Electrochemical oxygen reduction on layered mixed metal oxides: Effect of B-site substitution

Oxygen reduction reaction (ORR) is critical in advancing the frontiers of electrochemical energy conversion and storage technologies. To date, Pt-based electrocatalysts exhibit state-of-the-art performance for low temperature ORR, but are hindered by their high cost. Therefore, it is imperative to find cost-effective alternatives for the practical realization of these technologies. Herein, we investigate the effect of layered, mixed metal oxides belonging to first-series Ruddlesden-Popper (R-P) phases with a general composition of A2BO4 (A=rare earth/alkaline earth metals; B=3d transition metal) for ORR in alkaline enviroment of anion exchange membrane fuel cells. We show that the nature of the B-site 3d transition metal in these oxides is critical in tuning the ORR activity. Using a combination of well-controlled synthesis, chemical, as well as electrochemical studies, we find that substitution of the Ni B-site in these oxides with nominal amounts of Mn and Co (La2Ni0.88Mn0.12O4 and La2Ni0.88Co0.12O4, respectively) leads to enhanced overall ORR activity by selective promotion of the electrochemical reduction of hydrogen peroxide, an intermediate in the pseudo 4e− ORR path.
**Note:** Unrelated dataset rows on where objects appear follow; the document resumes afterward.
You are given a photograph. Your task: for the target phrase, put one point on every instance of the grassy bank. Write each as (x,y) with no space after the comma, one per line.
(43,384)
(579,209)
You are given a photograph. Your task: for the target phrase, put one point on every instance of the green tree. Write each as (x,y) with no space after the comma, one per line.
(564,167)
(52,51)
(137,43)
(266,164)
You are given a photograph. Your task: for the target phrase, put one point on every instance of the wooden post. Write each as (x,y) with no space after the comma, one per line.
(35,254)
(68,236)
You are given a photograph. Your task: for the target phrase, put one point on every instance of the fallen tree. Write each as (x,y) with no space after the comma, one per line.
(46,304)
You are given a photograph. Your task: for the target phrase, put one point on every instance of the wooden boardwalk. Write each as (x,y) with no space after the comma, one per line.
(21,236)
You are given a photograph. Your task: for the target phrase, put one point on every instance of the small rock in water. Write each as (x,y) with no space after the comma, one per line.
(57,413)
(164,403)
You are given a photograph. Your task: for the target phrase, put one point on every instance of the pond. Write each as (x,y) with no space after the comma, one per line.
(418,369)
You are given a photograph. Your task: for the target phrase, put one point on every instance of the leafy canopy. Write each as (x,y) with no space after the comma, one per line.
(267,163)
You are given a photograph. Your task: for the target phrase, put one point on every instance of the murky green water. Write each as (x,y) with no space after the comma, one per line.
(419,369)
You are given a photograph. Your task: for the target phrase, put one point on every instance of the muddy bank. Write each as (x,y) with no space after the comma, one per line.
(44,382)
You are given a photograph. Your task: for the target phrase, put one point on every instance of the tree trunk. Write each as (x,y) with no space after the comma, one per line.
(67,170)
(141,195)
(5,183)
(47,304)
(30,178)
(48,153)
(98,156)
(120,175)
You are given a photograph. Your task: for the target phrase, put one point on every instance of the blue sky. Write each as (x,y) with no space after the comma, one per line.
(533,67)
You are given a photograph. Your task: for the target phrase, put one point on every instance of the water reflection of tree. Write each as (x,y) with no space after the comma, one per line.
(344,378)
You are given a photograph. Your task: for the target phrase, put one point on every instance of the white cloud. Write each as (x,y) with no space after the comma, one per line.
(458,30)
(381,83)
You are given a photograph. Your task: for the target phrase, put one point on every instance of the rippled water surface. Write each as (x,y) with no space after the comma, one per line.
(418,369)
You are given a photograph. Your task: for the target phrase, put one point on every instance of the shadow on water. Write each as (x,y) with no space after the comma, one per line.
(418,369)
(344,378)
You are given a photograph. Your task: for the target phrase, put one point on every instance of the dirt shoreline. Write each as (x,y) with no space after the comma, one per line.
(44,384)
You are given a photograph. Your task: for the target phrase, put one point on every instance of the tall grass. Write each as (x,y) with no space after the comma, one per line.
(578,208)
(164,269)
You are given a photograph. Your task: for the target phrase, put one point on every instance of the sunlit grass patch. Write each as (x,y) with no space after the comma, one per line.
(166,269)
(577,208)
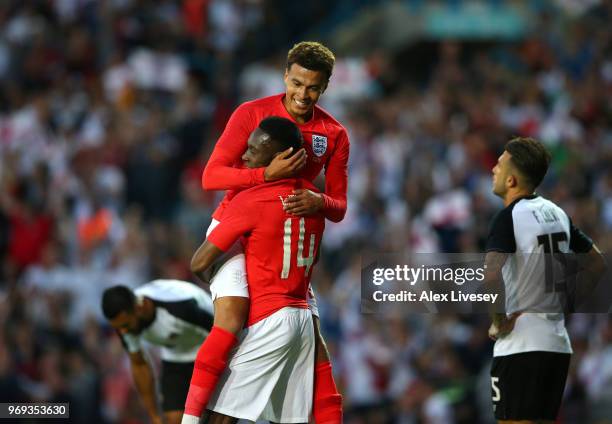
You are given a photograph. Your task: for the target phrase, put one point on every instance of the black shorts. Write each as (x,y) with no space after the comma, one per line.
(528,386)
(175,379)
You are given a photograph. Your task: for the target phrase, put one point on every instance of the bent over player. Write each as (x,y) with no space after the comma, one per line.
(270,374)
(175,315)
(326,146)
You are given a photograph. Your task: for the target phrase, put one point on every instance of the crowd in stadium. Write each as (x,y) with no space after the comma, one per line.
(109,110)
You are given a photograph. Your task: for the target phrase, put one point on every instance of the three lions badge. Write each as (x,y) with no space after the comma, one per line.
(319,145)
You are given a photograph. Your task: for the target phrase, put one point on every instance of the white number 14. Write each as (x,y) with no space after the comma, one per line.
(301,260)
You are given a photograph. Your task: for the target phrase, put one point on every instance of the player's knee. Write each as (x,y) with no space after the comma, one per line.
(231,313)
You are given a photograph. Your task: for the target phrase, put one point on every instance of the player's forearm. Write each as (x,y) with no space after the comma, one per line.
(145,384)
(334,209)
(221,177)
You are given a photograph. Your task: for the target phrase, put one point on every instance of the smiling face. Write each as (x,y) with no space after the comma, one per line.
(260,149)
(303,89)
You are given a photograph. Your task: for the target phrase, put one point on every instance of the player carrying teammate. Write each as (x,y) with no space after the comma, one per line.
(326,145)
(270,375)
(175,315)
(532,350)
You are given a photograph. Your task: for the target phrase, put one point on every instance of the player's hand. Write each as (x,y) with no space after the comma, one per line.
(504,327)
(283,166)
(303,202)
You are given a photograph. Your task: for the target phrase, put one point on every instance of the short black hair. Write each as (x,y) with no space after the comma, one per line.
(283,131)
(530,157)
(117,299)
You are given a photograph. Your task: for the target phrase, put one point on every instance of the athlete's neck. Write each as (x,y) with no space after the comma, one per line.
(300,119)
(511,196)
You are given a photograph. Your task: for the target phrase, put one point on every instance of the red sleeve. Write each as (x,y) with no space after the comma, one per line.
(238,220)
(220,173)
(336,180)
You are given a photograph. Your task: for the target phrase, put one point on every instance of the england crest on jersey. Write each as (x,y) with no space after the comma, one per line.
(319,144)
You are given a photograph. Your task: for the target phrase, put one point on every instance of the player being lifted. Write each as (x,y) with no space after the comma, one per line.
(270,374)
(532,349)
(175,315)
(326,145)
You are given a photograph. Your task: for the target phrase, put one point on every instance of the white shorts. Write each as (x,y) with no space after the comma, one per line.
(231,279)
(270,372)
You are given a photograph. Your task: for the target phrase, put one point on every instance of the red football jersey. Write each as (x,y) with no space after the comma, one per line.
(325,140)
(280,249)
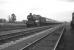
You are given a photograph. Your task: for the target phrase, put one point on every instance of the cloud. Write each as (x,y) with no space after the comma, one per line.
(3,2)
(68,0)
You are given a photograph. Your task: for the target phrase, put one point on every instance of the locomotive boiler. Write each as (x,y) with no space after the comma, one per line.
(35,20)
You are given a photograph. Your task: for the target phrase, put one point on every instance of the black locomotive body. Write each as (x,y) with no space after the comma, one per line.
(35,20)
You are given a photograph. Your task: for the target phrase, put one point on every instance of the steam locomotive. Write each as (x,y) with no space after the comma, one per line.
(36,20)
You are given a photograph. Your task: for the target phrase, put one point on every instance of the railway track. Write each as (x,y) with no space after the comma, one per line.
(50,41)
(30,42)
(17,35)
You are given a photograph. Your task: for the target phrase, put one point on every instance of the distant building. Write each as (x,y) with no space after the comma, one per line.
(2,20)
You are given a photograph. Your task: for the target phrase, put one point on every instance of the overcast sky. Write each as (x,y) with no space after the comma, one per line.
(55,9)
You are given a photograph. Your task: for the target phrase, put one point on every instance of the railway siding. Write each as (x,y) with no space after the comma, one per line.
(47,43)
(26,41)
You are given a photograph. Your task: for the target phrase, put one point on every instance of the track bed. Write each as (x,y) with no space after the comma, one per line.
(48,42)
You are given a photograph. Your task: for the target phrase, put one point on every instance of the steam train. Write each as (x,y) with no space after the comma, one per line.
(72,22)
(36,20)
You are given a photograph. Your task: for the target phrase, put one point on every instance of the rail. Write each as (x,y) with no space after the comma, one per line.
(59,39)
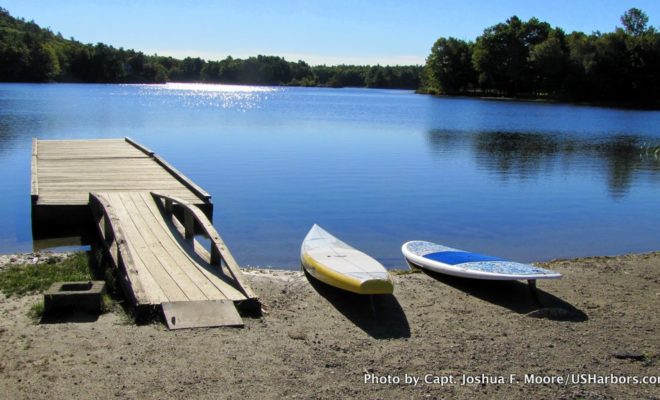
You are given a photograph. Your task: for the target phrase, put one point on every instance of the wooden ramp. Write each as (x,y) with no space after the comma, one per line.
(64,172)
(163,265)
(147,214)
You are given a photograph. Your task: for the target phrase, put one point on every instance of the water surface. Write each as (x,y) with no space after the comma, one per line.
(527,181)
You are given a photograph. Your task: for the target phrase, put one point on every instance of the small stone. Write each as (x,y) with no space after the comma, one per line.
(629,355)
(297,335)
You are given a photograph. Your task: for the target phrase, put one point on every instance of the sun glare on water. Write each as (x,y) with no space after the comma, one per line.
(212,95)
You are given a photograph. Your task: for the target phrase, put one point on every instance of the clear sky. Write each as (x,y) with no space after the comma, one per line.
(319,32)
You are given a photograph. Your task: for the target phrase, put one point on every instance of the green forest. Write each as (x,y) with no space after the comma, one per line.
(516,58)
(29,53)
(532,59)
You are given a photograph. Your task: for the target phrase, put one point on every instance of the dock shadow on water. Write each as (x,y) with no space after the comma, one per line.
(515,296)
(385,321)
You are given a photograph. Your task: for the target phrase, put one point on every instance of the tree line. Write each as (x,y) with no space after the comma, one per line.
(29,53)
(532,59)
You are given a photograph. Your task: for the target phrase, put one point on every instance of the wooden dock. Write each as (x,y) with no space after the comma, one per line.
(64,172)
(147,215)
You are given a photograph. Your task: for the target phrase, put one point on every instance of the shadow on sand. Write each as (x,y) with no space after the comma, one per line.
(515,296)
(385,321)
(69,317)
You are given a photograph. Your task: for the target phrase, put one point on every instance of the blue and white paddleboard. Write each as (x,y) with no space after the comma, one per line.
(446,260)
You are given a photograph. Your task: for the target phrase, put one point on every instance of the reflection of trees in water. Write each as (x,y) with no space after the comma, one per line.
(527,155)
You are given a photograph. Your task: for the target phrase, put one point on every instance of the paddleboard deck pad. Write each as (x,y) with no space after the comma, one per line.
(450,261)
(335,263)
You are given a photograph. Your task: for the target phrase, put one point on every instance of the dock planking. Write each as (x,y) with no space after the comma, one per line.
(64,172)
(147,214)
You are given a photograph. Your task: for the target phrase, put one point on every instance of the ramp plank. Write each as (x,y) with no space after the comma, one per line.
(201,314)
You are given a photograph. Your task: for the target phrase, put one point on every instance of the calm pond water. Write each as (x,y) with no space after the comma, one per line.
(375,167)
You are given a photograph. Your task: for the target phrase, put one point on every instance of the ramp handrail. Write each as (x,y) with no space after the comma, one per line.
(114,241)
(219,250)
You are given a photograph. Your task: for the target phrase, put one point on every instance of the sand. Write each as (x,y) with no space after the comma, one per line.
(601,321)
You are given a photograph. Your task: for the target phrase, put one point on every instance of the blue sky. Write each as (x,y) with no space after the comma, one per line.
(324,31)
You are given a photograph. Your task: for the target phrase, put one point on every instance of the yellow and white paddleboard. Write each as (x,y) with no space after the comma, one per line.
(337,264)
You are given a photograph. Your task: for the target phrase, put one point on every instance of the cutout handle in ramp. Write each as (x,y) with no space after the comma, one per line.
(201,314)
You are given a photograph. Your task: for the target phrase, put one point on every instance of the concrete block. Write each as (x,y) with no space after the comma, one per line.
(69,296)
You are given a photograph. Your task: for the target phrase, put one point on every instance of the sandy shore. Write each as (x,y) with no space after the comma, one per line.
(600,321)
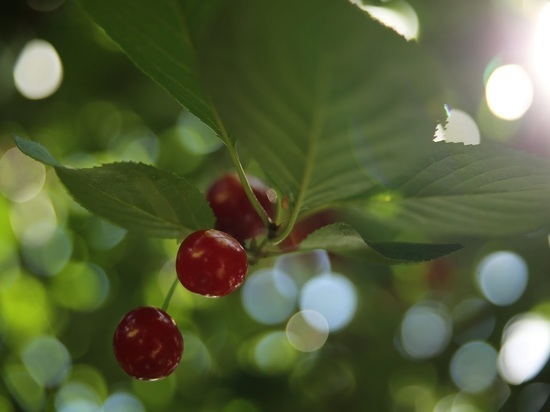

The reported findings can be used in designing nonprecious metal-based oxide electrocatalysts for oxygen reduction in alkaline anion exchange memebrane fuel cells. [Display omitted] •Oxygen reduction reaction (ORR) has been investigated on layered mixed metal oxides.•Effect of 3d transition metal site composition of the oxide on ORR activity is discussed.•Oxygen reduction reaction mechanism is deconvoluted using fundamental studies.•Mn and Co-doped oxides exhibit the highest activity toward an overall 4e− ORR cycle.